No OSHA penalties after fatal Amazon warehouse collapse caused by tornado
Amazon will face no penalties but was ordered to review its severe weather protocols after an investigation into a warehouse collapse that killed six.
The Department of Labor investigation began after the ceiling and walls of an Amazon warehouse Edwardsville, Ill. collapsed during a tornado in December 2021. The wreckage left six workers, including several contracted delivery drivers, dead.
The Occupational Safety and Health Administration found a number of safety risks at the site but concluded the company’s severe weather policies “met minimal safety guidelines for storm sheltering.”
In a letter outlining its findings, OSHA found that megaphones which could have been used to alert employees of the tornado were inaccessible and not used. Not all of the employees were aware of the location within the warehouse of the storm shelter. The six workers who died were sheltering in a bathroom in an area of the warehouse that was directly hit by the tornado, but not near the storm shelter.

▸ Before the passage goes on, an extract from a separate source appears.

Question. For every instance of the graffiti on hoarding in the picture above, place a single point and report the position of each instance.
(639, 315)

“Six workers died in this event, so that by itself should be a wake-up call for employers,” Doug Parker, OSHA’s assistant secretary of labor, said in a news conference. “We’re making recommendations because under our standards, there’s not a specific citation we can issue in light of the actions at Amazon. But much like other agencies within the government that make similar recommendations, many employers take them seriously.”
While Amazon has managed to avoid a harsh response from the Labor Department, the company is not in the clear just yet. At the start of April, the House Oversight Committee started a probe of Amazon’s labor practices, including how the company responds to severe weather events.